References to Hamlet abound in A Sentimental Journey, stimulated first and foremost by the protagonist's own name: Yorick is also the name of the deceased court jester whose skull Prince Hamlet famously holds in contemplation during his speech in Act 5, Scene 1 of that play. Sterne makes a direct allusion to this speech in Volume 1:

Alas, poor Yorick! cried I, what art thou doing here? On the very first onset of all this glittering clatter, thou art reduced to an atom—seek—seek some winding alley, with a tourniquet at the end of it, where chariot never rolled or flambeau shot its rays—there though mayest solace thy soul in converse sweet with some kind grisset of a barber's wife, and get into such coteries!—

Sterne's Yorick says this to himself when he feels overwhelmed and insecure upon his arrival in Paris, but the line "Alas, poor Yorick!" is a direct quote from the opening of Hamlet's speech. 

Later, in Volume 2, Count B*** reveals to Yorick the Shakespearian origins of his name—of which Yorick is somehow unaware.

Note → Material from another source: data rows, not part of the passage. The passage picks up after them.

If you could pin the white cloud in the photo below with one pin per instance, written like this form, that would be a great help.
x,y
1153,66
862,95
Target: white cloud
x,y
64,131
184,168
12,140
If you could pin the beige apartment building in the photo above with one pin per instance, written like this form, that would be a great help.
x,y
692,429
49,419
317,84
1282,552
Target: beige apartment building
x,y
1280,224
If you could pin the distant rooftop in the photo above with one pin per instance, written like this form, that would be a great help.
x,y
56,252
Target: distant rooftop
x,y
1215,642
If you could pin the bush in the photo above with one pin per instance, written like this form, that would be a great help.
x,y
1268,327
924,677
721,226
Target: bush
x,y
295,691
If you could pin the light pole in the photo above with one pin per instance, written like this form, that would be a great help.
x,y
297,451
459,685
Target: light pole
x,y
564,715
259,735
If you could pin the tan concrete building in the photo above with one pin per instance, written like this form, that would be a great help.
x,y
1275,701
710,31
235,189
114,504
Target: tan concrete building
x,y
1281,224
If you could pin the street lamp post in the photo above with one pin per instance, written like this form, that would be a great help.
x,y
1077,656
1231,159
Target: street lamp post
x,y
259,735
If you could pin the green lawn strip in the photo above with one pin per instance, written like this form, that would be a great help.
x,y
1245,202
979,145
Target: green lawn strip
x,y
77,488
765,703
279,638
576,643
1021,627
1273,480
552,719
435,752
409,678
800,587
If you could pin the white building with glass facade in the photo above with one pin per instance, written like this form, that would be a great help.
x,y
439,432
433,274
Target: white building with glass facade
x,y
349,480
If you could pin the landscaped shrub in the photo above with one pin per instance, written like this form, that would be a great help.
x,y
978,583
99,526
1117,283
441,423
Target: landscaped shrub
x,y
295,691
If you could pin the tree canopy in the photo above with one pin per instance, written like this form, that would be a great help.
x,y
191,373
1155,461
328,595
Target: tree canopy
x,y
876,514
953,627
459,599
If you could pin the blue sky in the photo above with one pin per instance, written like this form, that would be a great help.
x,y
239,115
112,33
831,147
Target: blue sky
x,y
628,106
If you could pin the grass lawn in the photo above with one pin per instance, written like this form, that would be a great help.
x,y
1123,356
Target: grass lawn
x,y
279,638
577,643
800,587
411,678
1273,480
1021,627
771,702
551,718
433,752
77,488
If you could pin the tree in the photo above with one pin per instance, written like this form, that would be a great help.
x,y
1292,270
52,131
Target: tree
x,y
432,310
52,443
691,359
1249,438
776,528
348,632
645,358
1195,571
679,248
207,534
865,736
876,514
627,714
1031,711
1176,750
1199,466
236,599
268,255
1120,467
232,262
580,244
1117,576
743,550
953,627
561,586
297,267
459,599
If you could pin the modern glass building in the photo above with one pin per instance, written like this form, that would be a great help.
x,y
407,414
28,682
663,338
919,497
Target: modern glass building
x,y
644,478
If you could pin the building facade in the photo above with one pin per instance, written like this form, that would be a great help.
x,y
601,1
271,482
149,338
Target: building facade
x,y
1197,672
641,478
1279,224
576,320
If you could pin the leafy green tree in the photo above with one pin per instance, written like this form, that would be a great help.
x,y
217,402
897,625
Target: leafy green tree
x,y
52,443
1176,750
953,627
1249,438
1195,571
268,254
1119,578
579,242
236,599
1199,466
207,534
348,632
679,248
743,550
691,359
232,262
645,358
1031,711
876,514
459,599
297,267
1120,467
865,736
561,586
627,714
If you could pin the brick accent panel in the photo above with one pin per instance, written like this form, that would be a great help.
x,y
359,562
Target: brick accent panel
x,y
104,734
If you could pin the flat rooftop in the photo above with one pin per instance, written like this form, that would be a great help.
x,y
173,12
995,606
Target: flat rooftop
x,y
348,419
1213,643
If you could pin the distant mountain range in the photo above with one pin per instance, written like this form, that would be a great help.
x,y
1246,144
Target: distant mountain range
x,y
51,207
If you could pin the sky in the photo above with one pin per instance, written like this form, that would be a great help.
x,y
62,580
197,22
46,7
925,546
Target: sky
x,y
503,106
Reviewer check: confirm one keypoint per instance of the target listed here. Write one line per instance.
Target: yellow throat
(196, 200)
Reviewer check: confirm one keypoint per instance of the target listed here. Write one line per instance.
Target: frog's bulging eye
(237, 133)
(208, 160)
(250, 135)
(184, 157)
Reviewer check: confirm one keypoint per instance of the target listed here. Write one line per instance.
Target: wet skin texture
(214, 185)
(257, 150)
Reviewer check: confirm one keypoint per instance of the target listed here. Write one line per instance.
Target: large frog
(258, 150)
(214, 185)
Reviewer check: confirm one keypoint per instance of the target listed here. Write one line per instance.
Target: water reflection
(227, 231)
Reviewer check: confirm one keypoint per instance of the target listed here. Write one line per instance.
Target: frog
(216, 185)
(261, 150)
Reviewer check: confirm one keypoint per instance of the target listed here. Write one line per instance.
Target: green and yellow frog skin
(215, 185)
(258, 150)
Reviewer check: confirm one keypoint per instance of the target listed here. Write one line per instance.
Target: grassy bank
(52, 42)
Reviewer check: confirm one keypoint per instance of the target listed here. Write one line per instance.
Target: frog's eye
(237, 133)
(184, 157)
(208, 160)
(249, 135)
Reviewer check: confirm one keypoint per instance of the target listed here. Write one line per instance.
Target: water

Ultimately, it will be a confusion between Sterne's Yorick and Shakespeare's Yorick that enables Sterne's Yorick—who has illegally traveled to France—to get a legally issued passport. 

The association of Yorick with a jester from Hamlet (albeit a dead one) makes sense, given the great comedy of Yorick’s travels detailed in A Sentimental Journey. Like the Shakespearean fool, Yorick holds up an exaggerated, satirical mirror to reality in the hopes of depicting it in its full, ridiculous truths.